The Fish Fry is more of a cultural icon than it is a place. The semi-circular driveway is lined with food kiosks, each trying to distinguish itself from the others in some way. Local working people were driving in to pick up their take-out lunches or enjoying a longer Friday lunch with co-workers. Rhonda had recommended Oh Andros, which was more of a sit-down restaurant than many of the other walk-up kiosks. There was some outdoor seating but we chose to be inside -- a cool (but not necessarily peaceful) respite from the wind and dust. After some discussion with our server, Linda, I ordered the spicy grilled Grouper fillets and Hubby ordered the fried Snapper, both with lettuce, tomatoes and fried plantains on the side. Both dishes eventually arrived on a pile of Bahamian rice and peas. Rhonda had warned us about the portion sizes -- they were huge platefuls of food.

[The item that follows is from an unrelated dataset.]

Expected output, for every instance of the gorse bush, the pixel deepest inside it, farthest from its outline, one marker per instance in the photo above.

If we go again we would note the programs on each of the TVs and ask for a table in the area of one that was least annoying. The program in our area today was a reality show with people yelling a lot of obscenities at each other. This would be a good place to get out of the sun, drink a local Kalik beer (cold and wet but not that special) and watch people while waiting for your meal, which might take quite some time.

One clean public bathroom -- in a cute little pink and white house -- served all the establishments in the Fish Fry. We stopped there after lunch. The produce stand across the street was a good way to avoid walking to a supermarket for dinner items. We bought 2 small tomatoes ($1.00), a large avocado ($3.00) and a green pepper ($2.00), then caught the #10 Bus going west towards Cable Beach. When only tourists were left on the bus the driver's sidekick picked up the microphone and began providing interesting factoids about places we were passing. We left the tour at The Caves -- two small limestone caves along the side of the road. Local folklore claims that these caves were used by the native Lucayan people and as a cache by pirates although no archaeological evidence of either use has been found. We only went a short distance into the caves so did not see any Fruit Bats, but we smelled them. We did see a little flowstone formation as well as a formation that looked like crocodile skin.

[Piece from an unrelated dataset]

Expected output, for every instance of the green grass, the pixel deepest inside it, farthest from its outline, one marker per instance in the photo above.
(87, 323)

The ATM near The Caves dispensed Bahamian money so we only asked for $50.00, enough for lunch and a taxi tomorrow. Walking east into the wind was not pleasant. We already felt battered after only a few minutes, so we flagged down the first bus to come along, the #12b, for a fast ride back to Saunders Beach and a short walk to Rhonda's for afternoon tea and chocolate.

Dinner was a bowl of popcorn followed by the veggies we bought earlier. Hubby added some cheese and crackers while we watched a movie. We could faintly hear the Friday night entertainment starting at the Fish Fry.

The wind diminished somewhat by midnight.